用纳米洛碳研究心脏细胞

Cells are the smallest living units in the human body. Excitable cells such as neurons and cardiac muscle cells – cardiomyocytes – use electrical signals, so-called action potentials, to communicate with each other. Scientists study these signals underlying normal brain and heart function using electrodes placed either outside or inside the cell membrane, methods known as extracellular and intracellular recording.

Researchers at EPFL’s Microsystems Laboratory 4 (LMIS4), led by Philippe Renaud, and the Laboratory of Cellular Optics II of the University of Bern, headed by Stephan Rohr, have teamed up to develop a new microelectrode that penetrates the cell membrane unassisted and, when placed in an array, allows scientists to follow electrical activity as it spreads through tissues.

多年来，虽然蜂窝电气活动的记录系统显着发展，但它们仍然有局限性。非侵入性细胞外α阵列，其使用放置在膜报告信号外部的电极仅与动作电位间接相关的信号。他们告诉科学家对动作电位的实际形状几乎没有 - 例如细胞的瞬时升高 - 例如，这导致心脏击败。

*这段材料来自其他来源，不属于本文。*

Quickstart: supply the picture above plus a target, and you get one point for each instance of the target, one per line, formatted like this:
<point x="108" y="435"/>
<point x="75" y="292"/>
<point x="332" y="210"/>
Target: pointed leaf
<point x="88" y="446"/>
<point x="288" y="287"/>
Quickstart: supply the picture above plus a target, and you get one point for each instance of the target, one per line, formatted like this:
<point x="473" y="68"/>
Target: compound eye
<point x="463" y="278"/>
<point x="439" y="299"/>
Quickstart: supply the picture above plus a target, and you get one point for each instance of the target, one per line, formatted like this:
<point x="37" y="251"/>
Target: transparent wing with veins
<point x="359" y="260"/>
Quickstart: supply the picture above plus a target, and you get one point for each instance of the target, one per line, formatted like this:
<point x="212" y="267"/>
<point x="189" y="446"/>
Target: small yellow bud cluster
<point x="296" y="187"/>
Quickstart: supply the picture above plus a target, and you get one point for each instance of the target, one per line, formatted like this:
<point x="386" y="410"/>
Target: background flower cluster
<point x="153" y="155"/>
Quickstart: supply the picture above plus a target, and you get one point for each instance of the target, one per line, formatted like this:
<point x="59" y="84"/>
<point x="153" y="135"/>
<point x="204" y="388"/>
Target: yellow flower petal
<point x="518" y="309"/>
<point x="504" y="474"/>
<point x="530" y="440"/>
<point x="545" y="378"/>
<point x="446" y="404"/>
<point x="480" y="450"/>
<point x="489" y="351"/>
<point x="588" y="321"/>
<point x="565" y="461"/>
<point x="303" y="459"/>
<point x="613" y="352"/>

Since cellular action potentials were first measured by Silvio Weidmann from the University of Bern’s Department of Physiology seven decades ago, scientists have been measuring these signals by gaining intracellular access with microelectrodes. These electrodes can be impaled into the cells, or they can be placed onto the cell membrane, after which the membrane is opened under the mouth of the electrode. This can be done either mechanically or by electroporation – the application of high voltage pulses to the electrode. The latter technique was recently used to gain intracellular access by nanostructured electrodes in the shape of microscopic mushrooms, for example. However, this methodology is not ideal because the interface between the cell membrane and the nanostructure is unstable, leaving only a brief window – typically a few seconds or minutes at most – for scientists to record action potentials from cells.

受到自然的启发

The EPFL and University of Bern team took the best features of existing technologies and came up with an ingenious volcano-shaped design to get around this problem. “By reworking the geometry and materials, we developed an electrode that penetrates the cell membrane unassisted, thus eliminating the need for electroporation,” says Benoît Desbiolles, a doctoral assistant at LMIS4 and lead author of the publication. “We also drew on previous research by our lab, which shows that mimicking the cell membrane stabilizes the cell-electrode interface.”

The new type of electrode, coined as a nanovolcano, consists of three parts. The first is the rim of the crater. It consists of a gold ring having the same size and being lined with the same biomolecules as the cell membrane itself. Inside the crater sits a platinum electrode used for picking up the electrical signals. The outside is surrounded by insulating glass. “Once you place a cell on the structure and it starts to bed down, the sharp edges pierce the membrane and the electrode penetrates the cell,” explains Desbiolles. “Instead of reforming, the membrane anchors itself to the gold ring, creating the ideal conditions to record the cell’s electrical activity.”

使用Nanovolcano阵列，科学家可以同时测量细胞培养中的多个位置的动作电位，为心肌细胞如何在空间中相互作用，提供了丰富的见解。“对于像我这样的电生理学家来说，这项技术是一个梦想成真的东西，”斯蒂芬·罗尔说，他共同撰写了该出版物。“以及测量单个细胞的动作潜力，我们现在可以研究传播动作电位如何根据组织结构和病理条件改变它们的形状。这种知识对于更深入地了解导致可能致命的心律失常的机制至关重要。“

纳米洛西州的潜在应用远远超出心脏电生理学。“除了其开创性设计之外，我们的电极也非常容易制作，”Desbiolles解释道。目前正在运行测试，看看它是否与神经元和其他易激的细胞类型同样好。根据年轻的研究人员，该设计持有对其他科学学科的承诺：“纳沃尔卡诺在电池中打开门。您可以在内部可想地执行电化学。“该技术也可能吸引制药行业，允许科学家测试细胞如何对毒品的反应，从而长期地发展有针对性的疗法。